This made it harder than necessary to compare the two iterations, by
the way.


Thanks.
Caleb White Nov. 26, 2024, 5:02 p.m. UTC | #2
On Tue Nov 26, 2024 at 12:18 AM CST, Junio C Hamano wrote:
> Caleb White <cdwhite3@pm.me> writes:
>> Changes in v5:
>> - Added docs to `--relative-paths` option.
>
> You already had doc on this, but the default was not described at
> all.
>
>  --[no-]relative-paths::
> +       Link worktrees using relative paths or absolute paths (default).

I added a bit more explanation instead of just directing the user to the
config variable (I originally had docs, but it was requested that
I remove the duplication and just point to the config, however, I think
the changes describes it a bit better as well as gives the default).

>> - Added test coverage for `repair_worktrees()` and relative paths.
>> - Move `strbuf_reset` call in `infer_backlink()`.
>
> This was more like "revert the change in v4 that moved it
> unnecessarily", no?

Yes, that is correct.

>> - Cleaned up tests.
>
> Yup, there truely a lot of test changes between v4 and v5.  Many
> tests now use existing test helpers, which is good.

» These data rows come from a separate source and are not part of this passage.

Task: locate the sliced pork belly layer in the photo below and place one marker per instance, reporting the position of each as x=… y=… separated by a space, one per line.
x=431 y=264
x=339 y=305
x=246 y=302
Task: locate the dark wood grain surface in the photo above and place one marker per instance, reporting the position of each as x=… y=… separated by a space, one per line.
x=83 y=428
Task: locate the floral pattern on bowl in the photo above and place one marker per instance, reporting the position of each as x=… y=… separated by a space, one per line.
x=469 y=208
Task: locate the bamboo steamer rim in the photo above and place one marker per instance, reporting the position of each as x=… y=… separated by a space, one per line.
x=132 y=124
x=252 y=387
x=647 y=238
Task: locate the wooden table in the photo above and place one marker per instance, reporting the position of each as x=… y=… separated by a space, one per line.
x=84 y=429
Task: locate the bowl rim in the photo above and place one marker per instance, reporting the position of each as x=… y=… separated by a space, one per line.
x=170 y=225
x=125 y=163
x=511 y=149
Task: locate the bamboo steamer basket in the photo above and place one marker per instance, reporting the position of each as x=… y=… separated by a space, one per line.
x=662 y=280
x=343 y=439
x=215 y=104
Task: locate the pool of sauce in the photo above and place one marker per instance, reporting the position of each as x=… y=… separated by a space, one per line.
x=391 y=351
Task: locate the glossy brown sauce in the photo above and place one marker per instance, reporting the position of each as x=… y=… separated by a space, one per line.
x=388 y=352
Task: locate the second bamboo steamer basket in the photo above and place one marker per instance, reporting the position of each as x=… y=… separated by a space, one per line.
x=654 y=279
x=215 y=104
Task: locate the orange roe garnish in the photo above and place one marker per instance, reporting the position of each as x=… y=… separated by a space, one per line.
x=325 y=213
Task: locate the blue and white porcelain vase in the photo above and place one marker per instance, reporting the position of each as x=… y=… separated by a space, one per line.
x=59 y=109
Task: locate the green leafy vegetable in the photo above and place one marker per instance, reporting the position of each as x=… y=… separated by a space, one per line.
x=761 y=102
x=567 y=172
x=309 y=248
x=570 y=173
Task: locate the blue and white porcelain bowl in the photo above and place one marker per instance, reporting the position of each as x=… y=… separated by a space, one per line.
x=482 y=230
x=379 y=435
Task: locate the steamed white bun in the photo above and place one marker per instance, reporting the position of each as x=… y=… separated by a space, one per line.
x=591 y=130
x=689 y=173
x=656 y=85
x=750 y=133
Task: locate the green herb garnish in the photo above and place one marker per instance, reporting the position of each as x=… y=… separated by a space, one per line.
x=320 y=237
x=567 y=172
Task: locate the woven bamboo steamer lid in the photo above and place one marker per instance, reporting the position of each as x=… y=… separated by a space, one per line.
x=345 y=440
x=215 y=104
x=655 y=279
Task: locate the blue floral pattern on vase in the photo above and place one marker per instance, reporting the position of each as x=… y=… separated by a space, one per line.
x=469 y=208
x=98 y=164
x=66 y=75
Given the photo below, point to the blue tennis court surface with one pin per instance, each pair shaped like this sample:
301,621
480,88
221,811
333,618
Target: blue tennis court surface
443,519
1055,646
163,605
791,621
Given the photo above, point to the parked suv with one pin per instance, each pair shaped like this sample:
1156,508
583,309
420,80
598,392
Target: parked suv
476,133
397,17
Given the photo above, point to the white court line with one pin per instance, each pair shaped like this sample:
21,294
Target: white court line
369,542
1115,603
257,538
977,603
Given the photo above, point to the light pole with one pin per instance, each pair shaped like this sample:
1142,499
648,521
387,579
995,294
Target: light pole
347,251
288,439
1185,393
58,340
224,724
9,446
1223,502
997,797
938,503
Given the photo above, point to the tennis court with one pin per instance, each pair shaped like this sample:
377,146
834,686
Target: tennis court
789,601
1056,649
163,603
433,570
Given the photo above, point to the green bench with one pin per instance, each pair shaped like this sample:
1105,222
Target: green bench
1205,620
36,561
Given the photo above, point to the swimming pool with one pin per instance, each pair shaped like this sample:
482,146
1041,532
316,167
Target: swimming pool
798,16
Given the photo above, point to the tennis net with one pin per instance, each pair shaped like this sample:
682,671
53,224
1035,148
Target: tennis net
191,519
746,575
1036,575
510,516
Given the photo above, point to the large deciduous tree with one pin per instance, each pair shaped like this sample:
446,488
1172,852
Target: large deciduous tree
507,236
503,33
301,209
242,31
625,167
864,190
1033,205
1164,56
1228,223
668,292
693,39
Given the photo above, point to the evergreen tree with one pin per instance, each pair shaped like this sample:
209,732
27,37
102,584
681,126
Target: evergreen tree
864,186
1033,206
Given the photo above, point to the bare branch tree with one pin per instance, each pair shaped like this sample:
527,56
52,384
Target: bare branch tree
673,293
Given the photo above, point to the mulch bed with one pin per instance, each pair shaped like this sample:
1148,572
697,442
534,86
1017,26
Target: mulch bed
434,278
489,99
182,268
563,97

This is the majority of the reroll. It seems like MacOS doesn't like the 
`test_config` helper inside of a subshell, so I had to stick with `git
config` in those cases.

>> - Slight stylistic changes.
>
> I saw many changes like these (the diff is between v4 and v5)
>
>  static void repair_gitfile(struct worktree *wt,
> -                          worktree_repair_fn fn,
> -                          void *cb_data,
> +                          worktree_repair_fn fn, void *cb_data,
>                            int use_relative_paths)
>
> which looked good (the original had fn and cb_data defined on the
> same line).

Yes, this was brought up in the previous review and I decided to make
the change.

>> - Tweaked commit messages.
>
> Updates to the proposed log message for `repair` step [7/8] did not
> really "clarify", other than helping readers to see how messy things
> are.  It said:
>
>     +    To simplify things, both linking files are written when one of the files
>     +    needs to be repaired. In some cases, this fixes the other file before it
>     +    is checked, in other cases this results in a correct file being written
>     +    with the same contents.
>
> which may describe what the code happens to do correctly, but does
> not quite help building the confidence in what it does is correct.
>
> Suppose that the directory X has a repository, and the repository
> thinks that the directory W is its worktree.  But the worktree at
> the directory W thinks that its repository is not X but Y, and there
> indeed is a repository at the directory Y.  That repository thinks W
> belongs to it.

That's a bit of a confusing scenario, but I think this is what you're
trying to describe:

    Repository X ----> Worktree W <---> Repository Y (Case 0)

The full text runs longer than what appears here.